Traditionally the data-team is used to sitting in their own area and working for many project teams by handling requests either via a ticketing system or vi email. The hand-over of work or throwing of work over the wall creates knowledge silos and inefficiencies.
How
There multiple ways teams can use shared resources from the data team, which also depends on the size of the development team and the size of the data team
Small team
In a small team of developers, when the tasks are data related we may have a single person focusing on database related tasks or we may have single dba doing all these tasks for the team. While doing these tasks its better for the data person to pair with the rest of the developers.
The data person should be involved while discussion about features are happening, get involved in white boarding solutions. After the discussions tasks such as designing new tables, indexes, views, stored procedures, triggers for the features under development should be done while pairing with the developers.
Operational tasks such as automating monitoring, writing scripts to take backups, performance tuning queries and optimizing index usage or utilities to put test data or take a subset of the production database. The data person should not be doing all these tasks by themselves as it will create silos of information and during times when they are not able to work, brings the team to a halt. The data person should also be pairing to spread knowledge to the team about doing specific tasks with the database and learn from the developers, how the database is used?
Large team
In a large team, if there is a single data person, many tasks may have to be automated such as Sandbox Creation or Publish Data Dictionary, pairing with developers to automate these tasks helps the developers self service much of their database needs. The data person should then be pairing with developers for database design, table design, index design and coding stored procedures, views etc along with the developers. This pairing helps the developers understand the data architecture and makes for a productive team instead of productive silos of knowledge.
Multiple teams
In situations where we have multiple teams and single data person, effective rotation of the data person becomes critical for the success of the teams. The data person should not be targeting to slice the time equally among the teams but look for effective use of the time on the teams. Since each team is going through different development phases they may not need the same attention from the data person.

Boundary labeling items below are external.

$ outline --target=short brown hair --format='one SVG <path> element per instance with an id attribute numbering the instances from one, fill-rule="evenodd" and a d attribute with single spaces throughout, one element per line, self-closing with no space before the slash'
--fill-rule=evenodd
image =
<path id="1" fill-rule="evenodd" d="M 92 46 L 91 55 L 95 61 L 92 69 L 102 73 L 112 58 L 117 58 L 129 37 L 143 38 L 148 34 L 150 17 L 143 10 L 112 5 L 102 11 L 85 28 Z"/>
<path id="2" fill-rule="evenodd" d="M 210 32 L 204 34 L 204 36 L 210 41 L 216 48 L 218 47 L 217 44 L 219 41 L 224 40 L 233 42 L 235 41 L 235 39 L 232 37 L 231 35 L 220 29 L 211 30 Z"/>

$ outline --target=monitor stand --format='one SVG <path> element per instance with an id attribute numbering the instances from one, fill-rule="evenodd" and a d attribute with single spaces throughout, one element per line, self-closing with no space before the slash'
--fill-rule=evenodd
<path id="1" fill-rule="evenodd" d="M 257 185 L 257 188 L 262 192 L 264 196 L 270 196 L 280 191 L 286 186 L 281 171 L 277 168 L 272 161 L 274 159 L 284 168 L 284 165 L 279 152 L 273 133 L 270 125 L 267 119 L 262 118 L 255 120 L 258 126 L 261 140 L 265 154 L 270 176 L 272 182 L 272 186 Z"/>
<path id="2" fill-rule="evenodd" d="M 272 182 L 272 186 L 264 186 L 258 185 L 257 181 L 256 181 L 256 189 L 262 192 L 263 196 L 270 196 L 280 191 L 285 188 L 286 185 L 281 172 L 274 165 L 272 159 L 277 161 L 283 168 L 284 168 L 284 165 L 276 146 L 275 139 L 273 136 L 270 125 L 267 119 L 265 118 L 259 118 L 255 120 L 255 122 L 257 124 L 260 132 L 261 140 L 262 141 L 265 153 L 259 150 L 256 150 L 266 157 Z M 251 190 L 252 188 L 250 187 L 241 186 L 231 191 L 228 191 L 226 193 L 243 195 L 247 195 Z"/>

When the data person is with a given team they should pair with the team members to accomplish the task at hand. They should also enable the team members to pull them into a quick conversation/discussion as and when needed, so that the team does not experience wait times
Multiple teams and data team
In many companies we have a shared database support teams comprizing of DBA, data modellers, data architects, data developers and others. In such a situation its difficult to allocate the data team members to development teams by role during a iteration.

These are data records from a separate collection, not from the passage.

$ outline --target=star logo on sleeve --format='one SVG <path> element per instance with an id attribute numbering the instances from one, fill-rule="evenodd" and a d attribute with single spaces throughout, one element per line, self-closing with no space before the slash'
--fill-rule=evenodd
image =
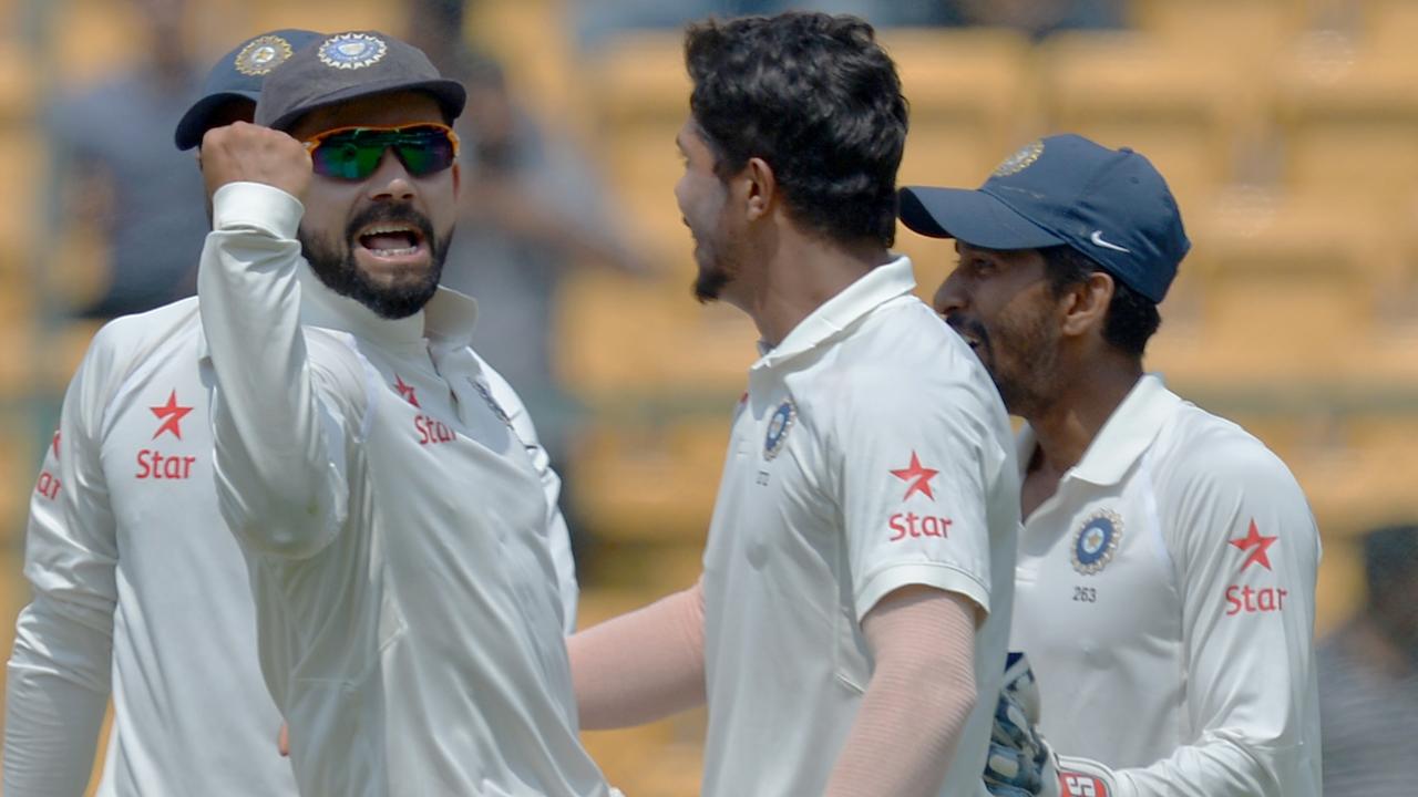
<path id="1" fill-rule="evenodd" d="M 163 421 L 157 427 L 157 431 L 153 433 L 153 440 L 157 440 L 157 437 L 164 431 L 170 431 L 173 437 L 182 440 L 182 420 L 187 417 L 187 413 L 191 411 L 191 407 L 182 407 L 177 404 L 176 389 L 167 394 L 166 404 L 163 404 L 162 407 L 149 407 L 149 410 L 153 411 L 153 416 L 157 416 L 157 420 Z"/>
<path id="2" fill-rule="evenodd" d="M 936 494 L 930 491 L 930 479 L 936 478 L 936 474 L 939 472 L 940 471 L 934 468 L 927 468 L 922 465 L 920 457 L 916 457 L 916 452 L 912 451 L 910 465 L 892 471 L 891 475 L 896 476 L 903 482 L 910 482 L 910 486 L 906 488 L 906 495 L 900 498 L 902 501 L 906 501 L 908 498 L 910 498 L 917 492 L 923 492 L 926 494 L 926 498 L 934 501 Z"/>
<path id="3" fill-rule="evenodd" d="M 1255 525 L 1255 518 L 1251 519 L 1251 530 L 1246 536 L 1235 540 L 1228 540 L 1231 545 L 1239 547 L 1241 550 L 1249 552 L 1245 557 L 1245 563 L 1241 564 L 1241 570 L 1245 570 L 1251 564 L 1261 564 L 1266 570 L 1271 570 L 1271 546 L 1280 539 L 1279 535 L 1273 537 L 1266 537 L 1261 535 L 1261 529 Z"/>
<path id="4" fill-rule="evenodd" d="M 394 374 L 394 390 L 398 391 L 398 394 L 404 398 L 404 401 L 408 401 L 414 407 L 418 407 L 418 396 L 414 396 L 414 386 L 406 384 L 404 377 L 398 376 L 397 373 Z"/>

The figure above shows a team of specialists in data, providing service to large number of project teams. When the teams need data related service they should ask for help from the shared data team and then pair with the data team member. This data team member after returning back to the shared team should share the knowledge of the work done on the project team so that anyone from the data team is able to help the project team the next time instead of being dependent on the same individual.
Data team members going from one project team to another also allows for them to share knowledge about what other project teams are doing and talk to them about best practices, design decisions being taken and data entities and attributes available from the other project teams.